Sleepless in Silverton
After a solid 22 hours of bikepacking, you would think that sleep would come quite easy. However, I lay there for 5 hours wide-awake. I practiced my Yoga Nidra routine and meditated (that’s supposed to be as restorative as sleep). At 6am, I packed up my things and went to the coffee shop for hot breakfast burritos and coffee then resupplied at the grocery store.
Off to Stoney Pass
It’s a dirt road. I should be able to just ride right up it,… right? Wrong. It’s 5 miles with 3,000 feet of elevation gain. Oh yeah. And my shifter blew up about 2 miles into the climb. After working on the shifter for about 30 minutes, I was able to get it to stay in the granny gear. I just had to remember not to shift at all. Turns out that I would spend most of the day pushing my bike anyway, so I didn’t really need gears much at all. Later, I was able to get the bike to shift between the 3 easiest gears and this would hopefully work well enough to get me to Buena Vista.
Ewe Are Not Alone
Once I pushed my bike up to the Cataract Ridge, I saw a huge herd of sheep. There were hundreds of them on the mountainside and obstructing the downhill part the trail!! After pushing my bike for over 5 hours, I felt I had earned a good downhill and was worried that the sheep would spoil the fun for me. But, I hopped on the bike, rolled down the hill at top speed and the sheep went running off the trail like Moses parting the Red Sea!!!! It was like sheep bowling!!
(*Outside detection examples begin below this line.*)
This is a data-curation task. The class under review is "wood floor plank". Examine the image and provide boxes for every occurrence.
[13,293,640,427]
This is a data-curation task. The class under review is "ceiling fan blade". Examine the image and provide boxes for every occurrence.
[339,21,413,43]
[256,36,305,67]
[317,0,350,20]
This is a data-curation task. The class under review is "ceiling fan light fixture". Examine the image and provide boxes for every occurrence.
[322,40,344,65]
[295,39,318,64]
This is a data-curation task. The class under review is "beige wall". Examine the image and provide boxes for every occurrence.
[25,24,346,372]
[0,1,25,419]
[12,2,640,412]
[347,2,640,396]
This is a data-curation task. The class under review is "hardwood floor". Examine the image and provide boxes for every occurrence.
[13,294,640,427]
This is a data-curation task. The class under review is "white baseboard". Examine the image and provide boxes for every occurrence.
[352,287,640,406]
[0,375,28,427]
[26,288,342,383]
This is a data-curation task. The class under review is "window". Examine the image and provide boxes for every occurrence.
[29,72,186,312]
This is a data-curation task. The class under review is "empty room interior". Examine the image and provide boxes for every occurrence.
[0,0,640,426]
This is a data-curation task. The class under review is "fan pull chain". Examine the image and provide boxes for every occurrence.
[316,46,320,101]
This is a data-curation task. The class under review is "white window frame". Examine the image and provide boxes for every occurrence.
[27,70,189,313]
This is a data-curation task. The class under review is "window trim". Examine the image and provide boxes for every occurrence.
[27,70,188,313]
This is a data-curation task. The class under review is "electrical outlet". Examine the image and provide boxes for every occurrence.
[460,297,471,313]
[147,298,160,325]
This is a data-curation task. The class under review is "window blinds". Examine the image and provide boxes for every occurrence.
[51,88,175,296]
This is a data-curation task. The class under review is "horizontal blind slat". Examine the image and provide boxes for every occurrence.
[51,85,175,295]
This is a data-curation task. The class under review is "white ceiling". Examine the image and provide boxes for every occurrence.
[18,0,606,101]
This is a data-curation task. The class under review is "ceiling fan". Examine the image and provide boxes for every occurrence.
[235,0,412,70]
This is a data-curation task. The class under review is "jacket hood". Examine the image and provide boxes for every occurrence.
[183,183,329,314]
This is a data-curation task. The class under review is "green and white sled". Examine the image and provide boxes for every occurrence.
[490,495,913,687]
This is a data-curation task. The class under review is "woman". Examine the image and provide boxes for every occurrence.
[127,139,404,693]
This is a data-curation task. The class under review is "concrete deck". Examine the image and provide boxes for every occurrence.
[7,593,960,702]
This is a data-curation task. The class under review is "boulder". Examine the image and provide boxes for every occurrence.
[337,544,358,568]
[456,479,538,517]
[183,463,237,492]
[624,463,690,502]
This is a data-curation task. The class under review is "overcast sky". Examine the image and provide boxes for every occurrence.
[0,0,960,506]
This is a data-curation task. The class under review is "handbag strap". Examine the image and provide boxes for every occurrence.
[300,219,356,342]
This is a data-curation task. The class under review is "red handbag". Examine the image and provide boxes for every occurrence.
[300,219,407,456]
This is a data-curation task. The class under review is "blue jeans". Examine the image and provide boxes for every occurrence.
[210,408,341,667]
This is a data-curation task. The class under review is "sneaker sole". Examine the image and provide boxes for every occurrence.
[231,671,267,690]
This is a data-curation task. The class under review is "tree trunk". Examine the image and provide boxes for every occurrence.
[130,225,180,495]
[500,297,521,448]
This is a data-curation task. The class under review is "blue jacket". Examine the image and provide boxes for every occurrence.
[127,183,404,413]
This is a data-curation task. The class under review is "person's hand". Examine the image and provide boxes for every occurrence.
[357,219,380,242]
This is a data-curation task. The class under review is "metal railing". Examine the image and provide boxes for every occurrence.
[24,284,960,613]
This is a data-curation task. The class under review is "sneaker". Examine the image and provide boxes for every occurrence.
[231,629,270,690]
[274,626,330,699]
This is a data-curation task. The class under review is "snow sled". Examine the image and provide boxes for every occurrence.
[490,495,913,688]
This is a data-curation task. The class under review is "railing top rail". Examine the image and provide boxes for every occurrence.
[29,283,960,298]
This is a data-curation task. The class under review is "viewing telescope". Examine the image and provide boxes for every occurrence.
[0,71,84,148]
Later on, I started yo-yo-ing the trail with some guy who came all the way from Ecuador to ride this crazy race. We were both struggling with the hike-a-bike and high elevation (we spent most of this day above 13,000 feet elevation). We ended up spending the next 4 days together on the trail. I wouldn’t learn his name until later the next day.
I struggled with fatigue and was anxious that I needed to sleep before reaching Coney, the highest point on the Colorado Trail. This meant sleeping at 12,300 feet, which would not be good for my lungs. But I didn’t think I could push any further without sleep. The guy from Ecuador tried to push me a bit further. Had I been familiar with the terrain, it probably would’ve been wiser to push a bit further as the climb to Coney was pretty easy, only 1 mile away, and followed by a pretty fun descent.
Ultimately, I just felt too tired to move anymore. I had to set up camp. The guy from Ecuador camped with me because we were benefitting from each other’s company. While setting up camp, my CamelBak hose got caught in my wheel and the Hydrolock from the mouthpiece (the part that keeps the water from just pouring out of the hose) got pulled off and lost in the weeds. Water leaked everywhere with only ½ liter remaining. Thank goodness I had thought to bring a spare bladder with me.
Once we settled into our bivies, I was able to fall asleep quite easily. The weather was warm and the wind was calm. I slept soundly until 2am and it felt GOOD!